Em Foco 1809

Numa hora em que o mundo reage veementemente a qualquer tipo de violência contra os animais, a filosofia vegana alça voo mais alto e abre espaço para se tornar tendência na gastronomia.

Luce Pereira (texto)
Silvino (arte)

O senhor, a senhora, pertence a uma geração que não se abalava um milímetro vendo aves, bois e porcos virando assados e guisados, certo? Pois bem, saiba que seus hábitos alimentares estão ficando cada vez mais fora de moda, pois, junto com a obsessão das pessoas em ser cada vez mais longevas, está outra tão poderosa quanto – a defesa dos animais. E aproveitando o debate mundial que envolve ética na convivência com os bichinhos, nutrição e qualidade de vida, a filosofia vegana – que admite apenas dieta à base de vegetais – entra de vez na vitrine da gastronomia do planeta. Ser vegano virou sinônimo de consciência ecológica e ambiental, na medida em que os praticantes não aceitam nem o consumo de derivados como leite e ovo. Entre eles, o ex-beatle Paul McCartney, que estrela campanhas ruidosas através das quais apela para a piedade do público na tentativa de alcançar, sobretudo, os jovens.
No documentário Glass Wall, no qual McCartney encara o papel de narrador, o público é convidado a refletir desde a primeira frase, “eu costumo dizer que se os abatedouros tivessem paredes de vidro, seríamos todos vegetarianos”. Isto porque a teoria de que animais pressentem a hora da morte e sofrem demais com esta possibilidade transformou-se na maior arma de sensibilização, legitimada por vídeos recentes como o de uma vaca chorando na fila, a dois passos de receber o golpe fatal.

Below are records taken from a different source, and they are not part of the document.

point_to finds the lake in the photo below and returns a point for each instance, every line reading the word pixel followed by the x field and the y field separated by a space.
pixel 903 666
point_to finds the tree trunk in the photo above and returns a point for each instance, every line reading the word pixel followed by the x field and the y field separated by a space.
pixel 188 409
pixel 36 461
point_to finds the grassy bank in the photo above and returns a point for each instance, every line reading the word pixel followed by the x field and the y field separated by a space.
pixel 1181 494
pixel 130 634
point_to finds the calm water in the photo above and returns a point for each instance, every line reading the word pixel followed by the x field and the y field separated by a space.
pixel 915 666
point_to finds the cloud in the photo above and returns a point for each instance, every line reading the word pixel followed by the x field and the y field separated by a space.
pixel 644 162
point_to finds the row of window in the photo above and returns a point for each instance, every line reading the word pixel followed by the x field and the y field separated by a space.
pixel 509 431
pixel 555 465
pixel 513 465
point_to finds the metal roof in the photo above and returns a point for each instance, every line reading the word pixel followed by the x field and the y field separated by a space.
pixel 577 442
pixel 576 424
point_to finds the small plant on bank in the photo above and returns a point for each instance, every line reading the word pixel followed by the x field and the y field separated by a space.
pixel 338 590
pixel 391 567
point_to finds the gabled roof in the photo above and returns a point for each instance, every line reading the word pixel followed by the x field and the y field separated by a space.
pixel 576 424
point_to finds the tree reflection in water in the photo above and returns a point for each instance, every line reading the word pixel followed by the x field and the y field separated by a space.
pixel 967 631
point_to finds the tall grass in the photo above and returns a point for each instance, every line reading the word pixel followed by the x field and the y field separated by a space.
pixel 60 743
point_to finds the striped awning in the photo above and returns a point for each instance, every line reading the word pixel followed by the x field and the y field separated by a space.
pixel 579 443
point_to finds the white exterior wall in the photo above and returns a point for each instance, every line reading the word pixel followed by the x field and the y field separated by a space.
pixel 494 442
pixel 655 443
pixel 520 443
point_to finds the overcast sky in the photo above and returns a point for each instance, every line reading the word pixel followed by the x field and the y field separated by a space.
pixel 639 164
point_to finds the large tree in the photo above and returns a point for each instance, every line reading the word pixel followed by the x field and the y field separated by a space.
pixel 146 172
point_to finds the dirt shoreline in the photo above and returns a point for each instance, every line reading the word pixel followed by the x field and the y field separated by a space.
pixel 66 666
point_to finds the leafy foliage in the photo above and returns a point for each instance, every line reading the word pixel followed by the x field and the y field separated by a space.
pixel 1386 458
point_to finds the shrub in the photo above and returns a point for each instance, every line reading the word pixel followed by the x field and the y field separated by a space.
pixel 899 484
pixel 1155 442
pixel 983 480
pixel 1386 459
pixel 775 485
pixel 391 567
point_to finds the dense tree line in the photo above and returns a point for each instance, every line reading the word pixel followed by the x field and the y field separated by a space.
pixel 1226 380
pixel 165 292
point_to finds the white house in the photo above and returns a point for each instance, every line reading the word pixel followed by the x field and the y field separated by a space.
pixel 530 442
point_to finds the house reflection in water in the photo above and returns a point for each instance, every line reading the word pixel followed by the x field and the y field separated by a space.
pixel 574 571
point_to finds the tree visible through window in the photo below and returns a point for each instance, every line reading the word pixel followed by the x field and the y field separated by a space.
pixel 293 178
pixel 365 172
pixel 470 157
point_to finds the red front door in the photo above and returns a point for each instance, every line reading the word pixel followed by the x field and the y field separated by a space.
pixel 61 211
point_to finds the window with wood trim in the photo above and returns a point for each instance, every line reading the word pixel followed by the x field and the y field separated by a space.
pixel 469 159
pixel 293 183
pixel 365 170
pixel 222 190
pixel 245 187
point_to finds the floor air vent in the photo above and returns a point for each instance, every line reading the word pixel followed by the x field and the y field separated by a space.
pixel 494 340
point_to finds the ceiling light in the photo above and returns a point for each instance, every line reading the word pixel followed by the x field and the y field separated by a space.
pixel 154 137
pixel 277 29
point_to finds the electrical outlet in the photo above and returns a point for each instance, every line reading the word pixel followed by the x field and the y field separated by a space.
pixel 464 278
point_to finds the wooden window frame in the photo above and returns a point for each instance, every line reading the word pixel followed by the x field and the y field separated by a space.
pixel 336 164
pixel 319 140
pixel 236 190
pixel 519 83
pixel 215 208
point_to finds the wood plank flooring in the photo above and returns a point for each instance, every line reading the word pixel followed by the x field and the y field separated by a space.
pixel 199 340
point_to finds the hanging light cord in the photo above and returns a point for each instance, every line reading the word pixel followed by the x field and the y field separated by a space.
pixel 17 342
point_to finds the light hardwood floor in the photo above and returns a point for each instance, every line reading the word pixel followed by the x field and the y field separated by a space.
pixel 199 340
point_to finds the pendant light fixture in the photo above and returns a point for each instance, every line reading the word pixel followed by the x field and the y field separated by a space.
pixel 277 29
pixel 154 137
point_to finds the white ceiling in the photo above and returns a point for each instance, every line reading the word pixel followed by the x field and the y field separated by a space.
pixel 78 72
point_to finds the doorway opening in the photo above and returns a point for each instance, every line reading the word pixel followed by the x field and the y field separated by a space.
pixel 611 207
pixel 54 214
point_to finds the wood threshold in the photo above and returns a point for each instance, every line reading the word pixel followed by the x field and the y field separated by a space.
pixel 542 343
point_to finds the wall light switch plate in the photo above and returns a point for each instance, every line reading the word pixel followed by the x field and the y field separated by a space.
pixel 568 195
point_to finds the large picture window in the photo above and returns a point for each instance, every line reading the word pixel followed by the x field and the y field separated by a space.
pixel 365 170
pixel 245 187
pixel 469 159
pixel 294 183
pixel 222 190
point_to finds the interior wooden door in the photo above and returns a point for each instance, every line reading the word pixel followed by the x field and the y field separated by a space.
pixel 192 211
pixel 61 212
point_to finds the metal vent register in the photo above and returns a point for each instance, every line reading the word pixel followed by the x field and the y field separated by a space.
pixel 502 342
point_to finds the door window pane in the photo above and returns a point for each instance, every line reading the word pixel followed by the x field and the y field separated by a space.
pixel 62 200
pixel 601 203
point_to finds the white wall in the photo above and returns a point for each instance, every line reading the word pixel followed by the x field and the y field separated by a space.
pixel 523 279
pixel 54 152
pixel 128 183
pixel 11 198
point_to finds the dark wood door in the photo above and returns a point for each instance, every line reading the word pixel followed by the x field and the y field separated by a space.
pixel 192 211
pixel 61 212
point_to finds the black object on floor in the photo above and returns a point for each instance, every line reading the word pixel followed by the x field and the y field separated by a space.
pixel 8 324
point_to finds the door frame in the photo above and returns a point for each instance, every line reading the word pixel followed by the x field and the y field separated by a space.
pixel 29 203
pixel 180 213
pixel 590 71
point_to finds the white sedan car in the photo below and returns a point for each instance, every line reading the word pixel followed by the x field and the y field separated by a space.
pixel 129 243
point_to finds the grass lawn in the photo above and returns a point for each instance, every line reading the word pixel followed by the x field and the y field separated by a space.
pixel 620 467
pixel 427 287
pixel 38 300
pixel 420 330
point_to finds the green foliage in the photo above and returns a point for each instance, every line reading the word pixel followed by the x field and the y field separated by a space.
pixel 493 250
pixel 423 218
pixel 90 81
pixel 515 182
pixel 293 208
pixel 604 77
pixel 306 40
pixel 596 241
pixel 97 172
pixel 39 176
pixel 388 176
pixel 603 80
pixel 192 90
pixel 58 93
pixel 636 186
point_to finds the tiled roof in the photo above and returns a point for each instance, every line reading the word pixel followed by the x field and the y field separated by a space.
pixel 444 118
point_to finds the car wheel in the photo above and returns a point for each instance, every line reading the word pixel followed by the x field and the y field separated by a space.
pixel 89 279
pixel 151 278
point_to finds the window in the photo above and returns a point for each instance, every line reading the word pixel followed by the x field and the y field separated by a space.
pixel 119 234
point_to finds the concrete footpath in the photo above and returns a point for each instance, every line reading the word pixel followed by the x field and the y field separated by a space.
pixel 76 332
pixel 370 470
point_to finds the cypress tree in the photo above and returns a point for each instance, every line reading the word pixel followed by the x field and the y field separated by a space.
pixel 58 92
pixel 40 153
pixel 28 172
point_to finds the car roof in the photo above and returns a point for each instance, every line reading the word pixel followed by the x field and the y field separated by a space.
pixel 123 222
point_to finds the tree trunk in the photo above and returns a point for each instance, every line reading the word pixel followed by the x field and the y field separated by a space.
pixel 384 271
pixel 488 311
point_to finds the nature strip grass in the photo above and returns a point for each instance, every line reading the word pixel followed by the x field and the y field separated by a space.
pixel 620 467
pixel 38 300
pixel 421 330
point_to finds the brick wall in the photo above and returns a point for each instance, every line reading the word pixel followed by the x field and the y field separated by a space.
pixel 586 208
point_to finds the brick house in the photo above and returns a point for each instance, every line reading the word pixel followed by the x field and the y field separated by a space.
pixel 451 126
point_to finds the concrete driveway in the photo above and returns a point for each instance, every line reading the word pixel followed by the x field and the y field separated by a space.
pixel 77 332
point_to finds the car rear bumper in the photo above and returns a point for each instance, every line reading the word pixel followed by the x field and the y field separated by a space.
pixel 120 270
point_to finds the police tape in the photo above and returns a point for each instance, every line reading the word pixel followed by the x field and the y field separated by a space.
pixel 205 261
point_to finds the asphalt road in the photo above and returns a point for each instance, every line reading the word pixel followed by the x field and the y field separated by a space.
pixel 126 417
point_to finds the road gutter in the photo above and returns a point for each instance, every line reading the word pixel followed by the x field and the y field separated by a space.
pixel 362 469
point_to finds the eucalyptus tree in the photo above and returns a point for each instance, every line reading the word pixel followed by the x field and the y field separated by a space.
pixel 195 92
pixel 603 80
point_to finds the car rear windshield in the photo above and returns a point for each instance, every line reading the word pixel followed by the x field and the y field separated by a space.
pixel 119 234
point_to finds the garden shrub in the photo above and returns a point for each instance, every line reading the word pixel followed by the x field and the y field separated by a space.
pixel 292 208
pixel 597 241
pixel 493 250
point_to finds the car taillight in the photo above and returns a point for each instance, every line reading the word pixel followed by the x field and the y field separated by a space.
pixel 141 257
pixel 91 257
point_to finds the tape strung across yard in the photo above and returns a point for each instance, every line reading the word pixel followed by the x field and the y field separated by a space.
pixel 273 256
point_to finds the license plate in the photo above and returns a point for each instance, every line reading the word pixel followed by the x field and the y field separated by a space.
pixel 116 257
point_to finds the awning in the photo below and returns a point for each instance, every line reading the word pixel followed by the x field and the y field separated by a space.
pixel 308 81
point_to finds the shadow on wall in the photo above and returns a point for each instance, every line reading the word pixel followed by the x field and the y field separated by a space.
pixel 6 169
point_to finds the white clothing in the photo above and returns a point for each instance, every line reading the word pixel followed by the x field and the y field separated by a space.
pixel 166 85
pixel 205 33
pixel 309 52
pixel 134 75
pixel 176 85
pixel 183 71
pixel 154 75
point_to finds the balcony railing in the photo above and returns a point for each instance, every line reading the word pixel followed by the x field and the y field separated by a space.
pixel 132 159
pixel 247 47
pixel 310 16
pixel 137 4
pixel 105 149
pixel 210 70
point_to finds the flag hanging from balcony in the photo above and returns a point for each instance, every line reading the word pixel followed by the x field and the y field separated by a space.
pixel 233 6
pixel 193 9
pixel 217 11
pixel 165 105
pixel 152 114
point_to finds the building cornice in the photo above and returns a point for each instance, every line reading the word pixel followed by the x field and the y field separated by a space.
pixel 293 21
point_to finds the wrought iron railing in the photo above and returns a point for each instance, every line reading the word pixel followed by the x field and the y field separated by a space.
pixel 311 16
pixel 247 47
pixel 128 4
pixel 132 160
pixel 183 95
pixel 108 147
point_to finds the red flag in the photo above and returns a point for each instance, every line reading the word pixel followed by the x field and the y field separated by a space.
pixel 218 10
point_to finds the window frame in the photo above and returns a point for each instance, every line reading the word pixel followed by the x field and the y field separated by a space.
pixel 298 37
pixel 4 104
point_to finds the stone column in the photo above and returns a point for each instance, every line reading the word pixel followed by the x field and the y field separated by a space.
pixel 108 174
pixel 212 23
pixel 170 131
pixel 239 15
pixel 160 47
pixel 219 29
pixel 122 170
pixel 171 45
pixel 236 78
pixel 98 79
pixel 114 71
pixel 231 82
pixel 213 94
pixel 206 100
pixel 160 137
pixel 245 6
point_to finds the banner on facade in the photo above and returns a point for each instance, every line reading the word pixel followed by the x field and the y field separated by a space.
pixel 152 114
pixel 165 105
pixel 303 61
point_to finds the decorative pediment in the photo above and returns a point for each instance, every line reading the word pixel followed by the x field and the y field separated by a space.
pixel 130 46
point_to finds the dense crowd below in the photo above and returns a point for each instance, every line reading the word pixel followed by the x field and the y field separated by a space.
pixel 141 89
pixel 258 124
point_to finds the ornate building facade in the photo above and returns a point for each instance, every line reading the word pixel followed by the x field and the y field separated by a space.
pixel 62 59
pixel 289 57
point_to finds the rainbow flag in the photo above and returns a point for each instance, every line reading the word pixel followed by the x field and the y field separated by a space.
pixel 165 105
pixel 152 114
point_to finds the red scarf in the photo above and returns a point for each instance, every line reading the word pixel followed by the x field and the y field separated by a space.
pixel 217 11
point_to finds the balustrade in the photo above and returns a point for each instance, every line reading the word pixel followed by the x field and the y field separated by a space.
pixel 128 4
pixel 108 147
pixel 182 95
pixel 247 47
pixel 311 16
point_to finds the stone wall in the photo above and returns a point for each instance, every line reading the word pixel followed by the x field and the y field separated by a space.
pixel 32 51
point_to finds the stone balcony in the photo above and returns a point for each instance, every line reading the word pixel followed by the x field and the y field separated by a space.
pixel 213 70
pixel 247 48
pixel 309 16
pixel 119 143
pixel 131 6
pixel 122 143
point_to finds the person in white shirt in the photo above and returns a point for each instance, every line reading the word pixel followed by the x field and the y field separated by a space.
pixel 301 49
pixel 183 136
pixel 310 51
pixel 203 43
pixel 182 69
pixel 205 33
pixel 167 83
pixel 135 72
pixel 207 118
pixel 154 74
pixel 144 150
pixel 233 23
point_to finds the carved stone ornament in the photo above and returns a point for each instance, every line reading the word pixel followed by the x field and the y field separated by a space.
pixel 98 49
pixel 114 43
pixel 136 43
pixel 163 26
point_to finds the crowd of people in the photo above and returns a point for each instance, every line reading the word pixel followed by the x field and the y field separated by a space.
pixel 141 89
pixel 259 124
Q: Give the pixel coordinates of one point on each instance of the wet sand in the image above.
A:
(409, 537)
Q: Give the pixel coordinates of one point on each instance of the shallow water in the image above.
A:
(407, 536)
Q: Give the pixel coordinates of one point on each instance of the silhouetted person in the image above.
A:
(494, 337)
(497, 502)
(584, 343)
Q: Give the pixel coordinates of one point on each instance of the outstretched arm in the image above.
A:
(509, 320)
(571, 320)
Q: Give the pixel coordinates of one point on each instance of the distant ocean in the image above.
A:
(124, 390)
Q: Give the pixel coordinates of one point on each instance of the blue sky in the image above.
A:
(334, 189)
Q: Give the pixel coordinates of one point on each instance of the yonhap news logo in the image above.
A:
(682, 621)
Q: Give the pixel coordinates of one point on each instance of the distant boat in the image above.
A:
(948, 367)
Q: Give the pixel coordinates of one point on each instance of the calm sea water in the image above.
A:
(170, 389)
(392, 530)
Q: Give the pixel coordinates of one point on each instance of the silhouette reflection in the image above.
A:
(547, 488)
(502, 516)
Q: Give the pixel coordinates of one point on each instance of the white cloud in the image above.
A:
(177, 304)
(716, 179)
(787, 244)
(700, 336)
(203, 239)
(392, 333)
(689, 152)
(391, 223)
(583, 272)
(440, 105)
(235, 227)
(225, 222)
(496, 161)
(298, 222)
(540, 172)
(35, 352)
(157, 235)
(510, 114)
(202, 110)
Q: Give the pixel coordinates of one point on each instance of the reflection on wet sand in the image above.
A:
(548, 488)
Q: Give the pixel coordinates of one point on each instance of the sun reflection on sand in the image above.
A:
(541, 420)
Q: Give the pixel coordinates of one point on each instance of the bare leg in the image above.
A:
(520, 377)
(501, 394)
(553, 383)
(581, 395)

A todas estas manifestações, os papas do movimento vegano, na atualidade, agradecem imensamente: nada melhor do que a adesão de famosos e a multiplicação deste tipo de vídeo na internet para aumentar as chances de ampliação do público estimulado a torcer o nariz diante de carnes suculentas.
A propósito, várias destas autoridades na tarefa de destruir a reputação da proteína animal como amiga do homem estão prestes a desembarcar aqui para o VegFest Recife, de 23 a 26  de setembro, na Universidade Federal de Pernambuco (UFPE), com inscrições ao preço de R$ 150 e outros R$ 70 cobrados pela participação no jantar de abertura (Restaurante Papaya Verde), feito por três chefs adeptos da gastronomia à base de legumes, verduras, frutas e grãos. Para alguns dos ilustres palestrantes, inclusive, vale até bancar os custos da viagem com recursos próprios, desde que o sacrifício seja compensado com casa cheia e mais gente disposta a seguir a filosofia.
A rodada de conversas começa no auditório principal, na tarde do dia 23, com a autora do polêmico livro A política sexual da carne (tema da palestra), Carol J.Adams, que defende a existência de uma estreita relação entre consumo de carne e feminismo. Em seguida, o neurocientista Phillip Low lança luz sobre a teoria de que semelhanças neurobiológicas entre a consciência de homens e animais podem significar que estes últimos realmente “entendem” e sofrem com as agressões físicas às quais são submetidos em nome do estômago de uma humanidade com visão gastronômica atrofiada. Mas espera-se que o premiado chef Aris Latham garanta uma das maiores plateias, por já ter cozinhado para celebridades como Barbara Streisand, Demi Moore, Prince e Alicia Silverstone. Há 39 anos, Latham só ingere alimentos crus.
Numa cidade ainda distante de reunir número razoável de restaurantes adeptos da cozinha vegana, o evento pode alavancar a criação de novos e ajudar a difundir a ideia de que amor aos animais não combina com pratos feitos à base da carne deles. Os organizadores sonham com a possibilidade de ver o tal “clique” descrito por Paul McCartney ser, também, sentido pelo resto do mundo: “Há muitos anos, estava pescando e, enquanto puxava um peixe, entendi: eu o estou matando pelo simples prazer que isso me dá. Alguma coisa fez um clique dentro de mim. Entendi, enquanto olhava o peixe se debater para respirar, que a vida dele era tão importante para ele quanto a minha é para mim”, escreveu o “rapaz de Liverpool”, que desde os anos 1970 só vai à mesa na companhia da consciência.